Les plus grands laboratoires
pharmaceutiques, depuis plusieurs années, ont opté pour le marché de Mexico pour tester de nouvelles versions de leurs produits traitant des
problèmes d’impuissance. Pfizer y a lancé l’année dernière une version « chewing-gum » de son Viagra, tandis qu’Eli Lilly y a débuté ses tests avec le Cialis - Une fois par jour début
2011.
Pourquoi Mexico ?
« Le marché est énorme » explique ainsi Alejando Triulzi Garciadiego, manager chez Lilly ICOS, en charge de vendre le Cialis à Mexico. Alors que la capitale mexicaine constitue déjà un marché majeur pour le Cialis, le Viagra ou le Levitra, son potentiel n’apparaît qu’à peine entamé.
La dysfonction érectile touche environ 6 millions d’hommes à Mexico, mais seulement 15 % suivent un traitement pour y palier, selon une récente étude d’Eli Lilly, laboratoire à l’origine du Cialis.
De plus, toujours selon cette même étude, le sexe se trouve être plus important pour les Mexicains, en moyenne, que pour les habitants du reste du monde. Ainsi, 56 % des Mexicains de plus de 33 ans ont en moyenne 2,03 rapports sexuels par semaine. Le pays se classe deuxième, juste après le Portugal, où la fréquence est de 2,05 par semaine. La moyenne mondiale ne s’élève quant à elle qu’à 1,5...
L’étude, décidément riche d’enseignements, nous apprend également qu’un Mexicain doit affronter une pression supplémentaire : 9 sur 10 préfèrent en effet le sexe « spontané ». Une habitude qui les différencient des Américains, des Canadiens ou des Sud-Coréens, par exemple, des habitants de pays où les rencontres sexuelles sont à la fois moins fréquentes et plus souvent planifiées.
Quels obstacles pour le Cialis et ses concurrents ?
Le principal obstacle à l’exploitation du marché mexicain - et plus particulièrement à celui de Mexico - réside dans un tabou encore très présent dans les mentalités : discuter ouvertement d’impuissance devant un médecin est très compliqué.
Triulzi Garciadiego explique qu’Eli Lilly a choisi de concentrer ses efforts marketing dans un but précis : encourager les hommes à consulter. Le laboratoire dépense ainsi, chaque année, 3 millions de $ en publicité télé dans la seule ville de Mexico. Le but ? Abolir ce tabou. En 2010, un spot montrait ainsi un senior heureux de pouvoir jouer au séducteur, avec les mots « Parlez à votre docteur.
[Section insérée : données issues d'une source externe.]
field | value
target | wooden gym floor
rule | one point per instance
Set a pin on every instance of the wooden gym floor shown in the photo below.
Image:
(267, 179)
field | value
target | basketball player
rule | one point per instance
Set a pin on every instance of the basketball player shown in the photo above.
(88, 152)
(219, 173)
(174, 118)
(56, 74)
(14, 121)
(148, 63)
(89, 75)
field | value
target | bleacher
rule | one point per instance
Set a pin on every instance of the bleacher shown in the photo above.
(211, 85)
Il nous connaît. » en apparence sur l’écran. Le spot de 2011 montrait pour sa part un homme décidé à « ne plus se trouver d’excuses » et un chiffre, 95 %, qui correspondait à la part des cas de dysfonction érectiles pouvant être traités. Les campagnes comme celles-ci - visibles depuis que le laboratoire a lancé Cialis en 2003 - a en partie changé les mentalités explique Triulzi Gariadiego.
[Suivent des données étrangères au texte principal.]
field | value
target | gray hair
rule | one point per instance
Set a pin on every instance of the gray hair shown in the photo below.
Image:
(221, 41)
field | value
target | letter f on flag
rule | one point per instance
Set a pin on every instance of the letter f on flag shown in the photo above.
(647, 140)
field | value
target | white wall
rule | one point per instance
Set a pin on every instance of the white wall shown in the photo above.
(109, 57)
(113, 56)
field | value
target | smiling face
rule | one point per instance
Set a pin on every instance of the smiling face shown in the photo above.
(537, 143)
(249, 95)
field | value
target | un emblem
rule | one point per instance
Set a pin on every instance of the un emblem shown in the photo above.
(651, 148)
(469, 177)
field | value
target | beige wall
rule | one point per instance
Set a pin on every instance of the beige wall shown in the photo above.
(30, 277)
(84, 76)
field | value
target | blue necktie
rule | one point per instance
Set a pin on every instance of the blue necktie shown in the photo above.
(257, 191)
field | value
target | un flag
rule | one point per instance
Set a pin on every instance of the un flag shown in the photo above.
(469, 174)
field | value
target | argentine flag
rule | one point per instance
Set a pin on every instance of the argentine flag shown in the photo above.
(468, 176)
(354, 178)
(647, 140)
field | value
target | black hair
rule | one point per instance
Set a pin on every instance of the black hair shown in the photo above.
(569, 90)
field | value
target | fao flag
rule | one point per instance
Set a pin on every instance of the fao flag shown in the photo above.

Cialis capte 50 % des 200 millions de $ que représentent le marché de l’impuissance à Mexico, le produit a d’ailleurs dépassé son concurrent historique, le Viagra, en 2006 (Viagra et Levitra se partageant les restes laissés par Cialis). La part de marché du produit miracle d’Eli Lilly voit de plus sa part de marché augmenter de 15 % par an, boostée par les début de la version quotidienne : Cialis - Une fois par jour.